Details of the secret army memo, dated April 1998, became public after Ilicak published excerpts Oct. 21 in her column in the religious-leaning daily Yeni Safak. The measures it proposed included getting newspaper editors to publish stories defaming selected journalists, politicians and a prominent rights group by saying all had received money from and collaborated with Kurdish separatist terrorists.

“The aim is to undermine their reputations,” the memo said.

Shortly afterward, allegations began to surface in the Turkish press that, during his interrogation, a captured Kurdish rebel had accused those named in the document of links to his group.

Within days of those allegations, Mehmet Ali Birand, a liberal columnist for the daily Sabah, was fired by his editors. And within weeks, Turkey’s top human rights defender, Akin Birdal, narrowly survived an armed attack by ultranationalist gunmen.

Controversy over the memo received a boost Thursday after the army issued a statement admitting that the document was genuine. The statement described the measures as part of its legitimate struggle against terrorism. It left open whether the measures had ever been implemented, but it made clear that the army would consider similar actions whenever it deemed fit.

The statement said: “The Turkish Armed Forces will continue to wage in a resolved manner its determined, serious, sensible and legal struggle against persons and institutions that attempt, without considering their own situation and their own past, to insult the Turkish Armed Forces members who think of nothing other than to serve their country at the expense of their own lives, and it will continue to warn those who do not exhibit this sensitivity.”

Bir was subsequently quoted in press accounts as saying that he was very pleased with the statement and that he had been acting in the interest of the state.

Advertisement

Under Turkish law, military officers can be tried only in military courts and only if their commanding officers agree that they should be prosecuted. So chances that Bir will ever appear in court are extremely slim.

The army’s statement came only days before the European Union is expected to announce a set of conditions that Turkey must fulfill before it can achieve its long-cherished goal of full membership in the EU. High on the list are likely to be demands that Turkey improve its bleak human rights record and that the army keep out of politics.

“This [incident] is 10 times worse than the Watergate scandal in America,” wrote Gulay Gokturk, a prominent Sabah columnist. A fellow columnist, Cengiz Candar, who was targeted in the now-famous memo, had even harsher words, but his editors refused to run his article last week, saying it was libelous and insulted the military. That move provoked a further uproar in the Turkish press.
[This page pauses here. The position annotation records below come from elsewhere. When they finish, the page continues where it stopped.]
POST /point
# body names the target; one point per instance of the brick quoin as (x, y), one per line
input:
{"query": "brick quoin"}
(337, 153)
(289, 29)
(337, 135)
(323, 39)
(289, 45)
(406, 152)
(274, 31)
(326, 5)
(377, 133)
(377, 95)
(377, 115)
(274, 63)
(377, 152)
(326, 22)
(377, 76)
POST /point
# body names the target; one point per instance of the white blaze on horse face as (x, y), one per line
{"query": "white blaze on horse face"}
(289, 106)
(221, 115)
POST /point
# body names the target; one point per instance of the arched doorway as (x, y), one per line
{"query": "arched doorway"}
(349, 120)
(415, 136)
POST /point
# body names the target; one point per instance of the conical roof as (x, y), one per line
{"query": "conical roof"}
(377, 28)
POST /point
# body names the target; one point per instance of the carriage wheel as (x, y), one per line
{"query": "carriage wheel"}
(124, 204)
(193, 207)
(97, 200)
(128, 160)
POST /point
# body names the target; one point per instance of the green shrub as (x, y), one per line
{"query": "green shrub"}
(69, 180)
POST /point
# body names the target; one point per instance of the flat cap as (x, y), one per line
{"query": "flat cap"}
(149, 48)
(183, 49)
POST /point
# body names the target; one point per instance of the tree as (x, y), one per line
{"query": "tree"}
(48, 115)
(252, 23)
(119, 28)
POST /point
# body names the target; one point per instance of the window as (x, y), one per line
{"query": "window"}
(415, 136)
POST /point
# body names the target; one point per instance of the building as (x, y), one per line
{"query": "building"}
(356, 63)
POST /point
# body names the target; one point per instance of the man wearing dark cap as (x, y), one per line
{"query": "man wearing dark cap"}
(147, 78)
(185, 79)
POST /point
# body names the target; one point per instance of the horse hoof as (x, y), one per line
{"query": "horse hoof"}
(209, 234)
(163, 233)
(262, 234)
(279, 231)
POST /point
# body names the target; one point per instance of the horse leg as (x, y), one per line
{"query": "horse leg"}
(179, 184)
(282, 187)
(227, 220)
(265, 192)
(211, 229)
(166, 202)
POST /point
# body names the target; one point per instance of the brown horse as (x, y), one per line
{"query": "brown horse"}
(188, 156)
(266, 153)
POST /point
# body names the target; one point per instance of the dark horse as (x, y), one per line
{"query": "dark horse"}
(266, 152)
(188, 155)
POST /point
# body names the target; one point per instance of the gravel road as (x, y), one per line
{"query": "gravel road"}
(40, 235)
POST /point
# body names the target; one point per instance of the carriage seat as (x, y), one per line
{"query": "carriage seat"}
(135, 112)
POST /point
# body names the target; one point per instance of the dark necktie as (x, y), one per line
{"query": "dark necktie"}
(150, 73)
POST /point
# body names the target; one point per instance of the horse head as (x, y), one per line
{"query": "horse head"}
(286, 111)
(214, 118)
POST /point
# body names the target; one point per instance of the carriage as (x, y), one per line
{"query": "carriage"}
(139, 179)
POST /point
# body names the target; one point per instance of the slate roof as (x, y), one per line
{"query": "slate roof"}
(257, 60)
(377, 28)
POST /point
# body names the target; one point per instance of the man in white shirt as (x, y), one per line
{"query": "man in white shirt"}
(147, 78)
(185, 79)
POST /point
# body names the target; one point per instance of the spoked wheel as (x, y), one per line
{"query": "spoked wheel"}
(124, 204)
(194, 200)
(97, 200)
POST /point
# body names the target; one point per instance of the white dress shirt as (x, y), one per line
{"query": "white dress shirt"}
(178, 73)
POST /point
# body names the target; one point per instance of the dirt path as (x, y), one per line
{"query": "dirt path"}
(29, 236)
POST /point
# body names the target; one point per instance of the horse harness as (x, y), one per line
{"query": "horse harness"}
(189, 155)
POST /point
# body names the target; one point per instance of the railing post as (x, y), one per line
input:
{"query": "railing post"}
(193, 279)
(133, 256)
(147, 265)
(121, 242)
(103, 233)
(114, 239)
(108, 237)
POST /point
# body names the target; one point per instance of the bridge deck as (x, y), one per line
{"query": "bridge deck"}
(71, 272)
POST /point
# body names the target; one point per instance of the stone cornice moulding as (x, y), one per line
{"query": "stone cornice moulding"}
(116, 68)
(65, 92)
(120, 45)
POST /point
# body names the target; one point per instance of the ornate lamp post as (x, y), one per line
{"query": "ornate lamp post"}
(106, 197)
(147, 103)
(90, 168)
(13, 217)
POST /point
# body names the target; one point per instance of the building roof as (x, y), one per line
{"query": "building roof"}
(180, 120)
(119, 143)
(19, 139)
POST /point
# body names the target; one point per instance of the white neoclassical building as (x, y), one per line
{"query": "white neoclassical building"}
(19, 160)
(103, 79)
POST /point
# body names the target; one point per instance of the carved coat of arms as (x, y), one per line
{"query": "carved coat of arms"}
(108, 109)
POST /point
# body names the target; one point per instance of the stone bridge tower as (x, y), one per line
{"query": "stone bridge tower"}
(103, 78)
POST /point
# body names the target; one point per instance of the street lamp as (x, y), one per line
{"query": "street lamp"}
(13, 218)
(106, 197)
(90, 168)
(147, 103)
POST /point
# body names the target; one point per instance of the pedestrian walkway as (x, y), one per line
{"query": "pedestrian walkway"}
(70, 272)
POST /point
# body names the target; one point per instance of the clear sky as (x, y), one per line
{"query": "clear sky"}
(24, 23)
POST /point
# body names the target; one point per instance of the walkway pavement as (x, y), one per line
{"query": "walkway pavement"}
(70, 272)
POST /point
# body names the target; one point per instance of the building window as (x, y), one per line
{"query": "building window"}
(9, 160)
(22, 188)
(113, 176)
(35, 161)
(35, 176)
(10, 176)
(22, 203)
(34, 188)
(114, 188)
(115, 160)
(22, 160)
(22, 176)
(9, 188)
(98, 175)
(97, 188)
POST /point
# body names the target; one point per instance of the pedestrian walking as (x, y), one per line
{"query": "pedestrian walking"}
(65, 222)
And in an act of solidarity, several rival newspapers published the article in which Candar likened Bir to former Chilean dictator Augusto Pinochet.

Military Remains Popular With Public

Turkey’s generals, who view themselves as guarantors of the secular legacy of the founder of modern Turkey, Kemal Ataturk, have seized power three times since 1960. The army’s latest intervention came in 1997, when it forced the country’s first pro-Islamic prime minister, Necmettin Erbakan, to step down amid charges that he had sought to introduce Islamic rule during a turbulent year in office.

Yet the military continues to rank among Turkey’s most venerated and trusted institutions, and its popularity shows few signs of waning.

Echoing widespread public sentiment, Emin Colasan, a columnist for the pro-establishment daily Hurriyet, said: “When it is a matter of national security, certain institutions of the state undertake such actions. Journalists who defend terrorist actions are more dangerous than the terrorists themselves.”

Advertisement

Some commentators have even suggested that in taking responsibility for the memo, the army has proved it is willing to become more open and accountable, in line with EU demands.

“This whole affair is a watershed for Turkish democracy,” Candar said in a telephone interview. “I am hopeful that things will get better in the long term, but in the short term they could get worse.”